As shown in Table 2, T-adn, H-adn, and H/T-adn were significantly associated with adiposity-related parameters (body weight, BMI, and Ponderal index) in PI at birth. However, these associations were weakened in PI at corrected term and TI (Tables 3 and 4). Different from PI at birth, hemodynamic parameters (blood pressure and/ or HR) were significantly associated with T-adn and H/T-adn in PI at corrected term, and with T-adn and H-adn in TI (Tables 3–5). It is of interest that expression of adiponectin in fetus was pronounced in vascular endothelium, thereby suggesting that in addition to adipose tissues, vascular endothelial cells may contribute to fetal adiponectin levels (23). It is plausible that hemodynamic parameters affect the status of vascular endothelium and lead to significant correlation of these to adiponectin in PI at corrected term and TI. Taken together, our data suggest that vascular endothelium might contribute to serum concentrations of T-adn and H-adn during late pregnancy. However, in PI at corrected term, hemodynamic parameters were not associated with H-adn. SBP and HR were inversely associated with H/T-adn. These results indicate that in PI at corrected term, ex-utero factors may influence adipose tissue development and contribution of vascular endothelium to adiponectin status. Placental weight was significantly correlated with T-adn and H-adn in PI at birth (Table 2). Serum concentrations of H-adn in PI at corrected term were still positively associated with placental weight (Table 3). A recent report showed that the adiponectin concentration in umbilical cord serum is positively associated with the weight ratio of fetus to placenta (24). In contrast, Pinar et al. proved the absence of endogenous placental adiponectin and showed its exclusive production by fetal tissues. All of these findings indicate that effect of placental weight on adiponectin status may be indirect effects; however, further studies are needed to clarify this.
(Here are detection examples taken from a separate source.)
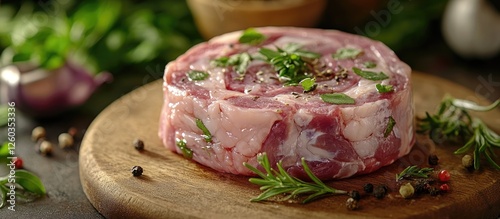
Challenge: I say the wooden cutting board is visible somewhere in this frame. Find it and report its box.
[79,72,500,219]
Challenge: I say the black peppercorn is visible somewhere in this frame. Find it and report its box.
[132,166,144,176]
[413,180,429,194]
[428,154,439,166]
[429,187,440,196]
[373,185,387,199]
[363,183,373,193]
[345,198,359,210]
[134,139,144,151]
[347,190,361,201]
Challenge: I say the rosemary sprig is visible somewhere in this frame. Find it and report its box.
[396,165,434,181]
[259,44,321,85]
[243,153,347,204]
[418,97,500,170]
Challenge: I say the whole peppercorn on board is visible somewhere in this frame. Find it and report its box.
[79,72,500,218]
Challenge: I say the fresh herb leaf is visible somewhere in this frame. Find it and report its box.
[418,96,500,170]
[0,141,11,163]
[238,28,266,45]
[320,93,356,104]
[300,78,318,93]
[175,139,193,159]
[332,47,363,59]
[352,67,389,81]
[363,61,377,68]
[212,52,252,75]
[243,153,347,203]
[187,70,210,81]
[196,119,212,142]
[375,84,394,93]
[396,165,434,181]
[384,116,396,138]
[451,99,500,112]
[283,43,321,59]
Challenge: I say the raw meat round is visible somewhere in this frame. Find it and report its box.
[159,27,415,180]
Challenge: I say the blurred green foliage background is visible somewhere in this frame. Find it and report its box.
[0,0,201,73]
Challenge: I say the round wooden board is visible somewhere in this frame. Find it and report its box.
[79,72,500,219]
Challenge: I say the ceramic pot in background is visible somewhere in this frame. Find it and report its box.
[187,0,327,39]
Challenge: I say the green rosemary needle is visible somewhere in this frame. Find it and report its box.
[243,153,347,204]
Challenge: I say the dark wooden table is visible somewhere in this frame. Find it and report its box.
[0,35,500,218]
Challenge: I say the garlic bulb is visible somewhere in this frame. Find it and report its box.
[442,0,500,58]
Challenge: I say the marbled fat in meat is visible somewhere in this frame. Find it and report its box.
[159,27,415,180]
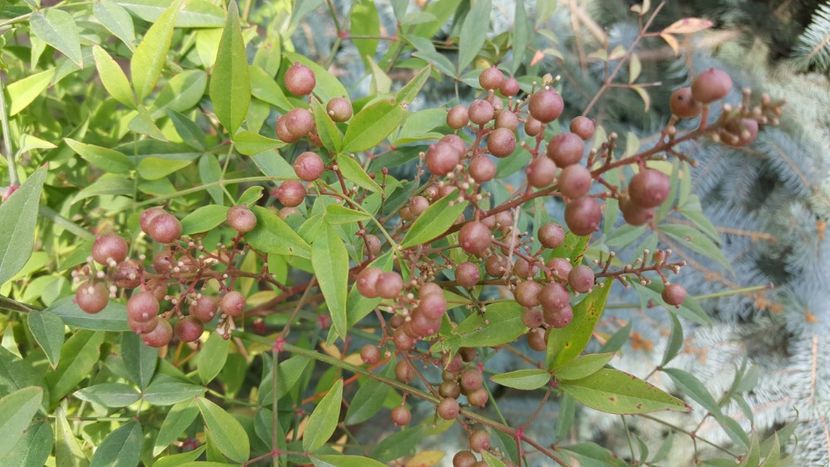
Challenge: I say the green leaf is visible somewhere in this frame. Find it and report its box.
[303,379,343,451]
[326,204,372,224]
[46,297,130,331]
[28,310,64,368]
[337,154,383,193]
[0,167,46,288]
[343,99,406,152]
[121,332,159,388]
[556,352,614,380]
[458,0,492,72]
[311,454,386,467]
[210,0,251,134]
[196,332,231,384]
[311,224,349,339]
[75,383,141,408]
[153,400,199,456]
[6,68,55,117]
[559,368,688,414]
[196,397,251,463]
[64,138,133,174]
[29,8,84,68]
[245,206,311,259]
[231,130,285,156]
[46,331,104,405]
[90,421,144,467]
[182,204,228,235]
[401,194,467,248]
[130,0,182,102]
[510,0,531,74]
[144,378,207,405]
[546,280,612,370]
[490,368,550,391]
[92,45,135,108]
[0,386,43,454]
[349,0,380,63]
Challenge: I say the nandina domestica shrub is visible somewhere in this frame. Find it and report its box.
[0,0,808,466]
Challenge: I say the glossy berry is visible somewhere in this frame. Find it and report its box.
[283,63,317,96]
[219,290,245,318]
[537,223,565,248]
[526,156,556,188]
[468,99,496,125]
[92,234,129,265]
[176,316,204,342]
[692,68,732,104]
[547,132,585,167]
[527,327,548,352]
[565,196,602,235]
[528,89,565,123]
[326,97,352,122]
[557,164,593,198]
[455,261,481,288]
[147,212,182,243]
[294,151,326,182]
[568,264,594,293]
[660,284,686,306]
[470,155,496,183]
[141,319,173,347]
[499,76,521,97]
[628,169,671,208]
[227,205,256,233]
[189,295,219,323]
[127,291,159,322]
[274,180,305,208]
[392,405,412,426]
[375,271,403,299]
[360,344,381,365]
[458,221,492,255]
[478,66,505,91]
[469,430,490,452]
[669,87,703,118]
[487,128,516,157]
[571,115,596,140]
[75,282,110,314]
[447,104,470,130]
[356,268,383,298]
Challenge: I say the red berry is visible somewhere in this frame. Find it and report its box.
[528,89,565,123]
[189,295,219,323]
[92,234,129,266]
[547,132,585,167]
[326,97,352,122]
[468,99,496,125]
[478,66,505,91]
[75,282,110,314]
[227,205,256,233]
[283,63,317,96]
[274,180,305,208]
[176,316,204,342]
[219,290,245,318]
[447,104,470,130]
[669,87,703,118]
[142,319,173,347]
[557,164,594,198]
[571,115,596,140]
[661,284,686,306]
[294,151,326,182]
[692,68,732,104]
[628,169,671,208]
[565,196,602,235]
[487,128,516,157]
[458,221,492,255]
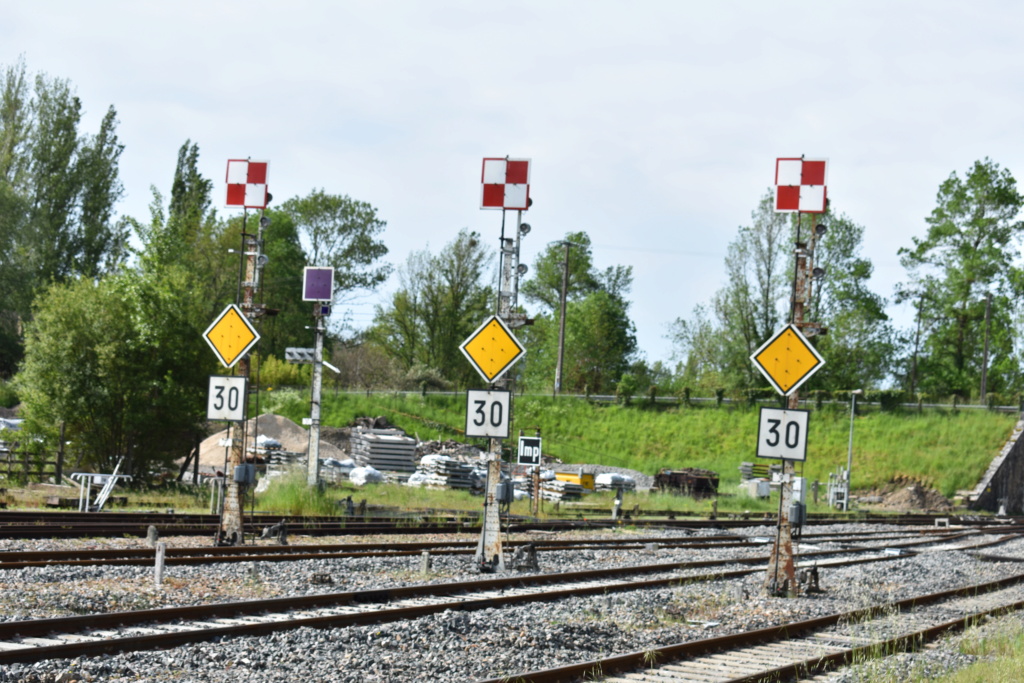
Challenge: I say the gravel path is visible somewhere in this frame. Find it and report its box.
[0,525,1024,683]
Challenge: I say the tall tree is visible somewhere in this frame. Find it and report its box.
[16,270,213,476]
[520,232,599,311]
[669,193,893,389]
[281,189,391,300]
[808,208,896,390]
[897,159,1024,395]
[518,232,637,393]
[369,229,494,386]
[0,61,127,377]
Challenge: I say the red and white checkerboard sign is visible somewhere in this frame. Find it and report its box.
[225,159,269,209]
[480,158,529,211]
[775,159,828,213]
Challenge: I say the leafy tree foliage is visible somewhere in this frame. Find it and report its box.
[670,193,894,391]
[368,229,495,386]
[520,232,598,312]
[17,272,207,474]
[808,209,896,390]
[521,232,637,393]
[281,189,390,300]
[0,61,127,376]
[897,159,1024,396]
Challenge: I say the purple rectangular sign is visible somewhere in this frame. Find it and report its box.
[302,266,334,301]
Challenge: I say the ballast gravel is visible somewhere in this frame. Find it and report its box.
[0,524,1024,683]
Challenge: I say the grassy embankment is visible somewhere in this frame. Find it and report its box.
[262,392,1017,497]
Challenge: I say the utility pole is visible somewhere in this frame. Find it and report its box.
[766,212,825,597]
[981,292,992,405]
[554,240,583,396]
[306,303,325,486]
[476,211,530,571]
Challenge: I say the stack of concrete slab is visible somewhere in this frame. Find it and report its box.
[351,428,416,472]
[541,479,584,501]
[420,456,474,488]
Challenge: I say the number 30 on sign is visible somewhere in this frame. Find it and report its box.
[758,408,810,461]
[206,375,246,422]
[466,389,512,438]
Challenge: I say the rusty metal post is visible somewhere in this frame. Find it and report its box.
[53,420,64,486]
[217,212,267,546]
[306,302,325,486]
[555,240,572,396]
[765,213,810,597]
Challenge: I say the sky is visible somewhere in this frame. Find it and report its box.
[0,0,1024,361]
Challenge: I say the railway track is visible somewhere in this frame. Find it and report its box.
[0,537,1011,665]
[478,574,1024,683]
[0,511,1024,539]
[0,528,1007,569]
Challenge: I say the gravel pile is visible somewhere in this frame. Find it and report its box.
[0,525,1024,683]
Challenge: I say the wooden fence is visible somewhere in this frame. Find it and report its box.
[0,449,63,483]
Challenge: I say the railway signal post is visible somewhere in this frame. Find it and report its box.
[204,159,270,546]
[751,157,827,597]
[460,157,532,571]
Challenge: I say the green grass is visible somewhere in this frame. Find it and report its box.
[262,391,1017,497]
Wang et al. (25) showed that ectopic fat accumulation occurred even in nonobese mice, which showed hyperinsulinemia, insulin resistance, and hypertrophy of adipocytes because of subnormal adipocyte storage capacity, whereas Ruderman et al. (26) reported metabolically obese, normal-weight patients. These previous studies, combined with the report by Kim et al. (21) strongly suggest that in neonates, normal development of adipose tissue is important to prevent future development of cardiometabolic diseases such as diabetes, hypertension, and dyslipidemia. Subnormal development of adipose tissue in neonates may reduce the number of adipocytes. If our notion is valid, the limited number of adipocytes in subjects with low birth weight may induce hypertrophy of adipocytes more readily than in subjects with normal birth weight. As a result, these subjects may be at high risk for cardiometabolic diseases in the future, even if normal weight is maintained. Ibanez et al. (27) recently reported that children born small for gestational age tend to be viscerally adipose with hypoadiponectinemia, even if they are not overweight. This may support our hypothesis.

In conclusion, our present data suggest that postnatal growth accompanying adiposity similar to TI may be important for premature and/or low birth weight infant to prevent future development of cardiometabolic diseases. Monitoring of T- and H-adn could be useful to evaluate the maturation of adipose tissue in PIs.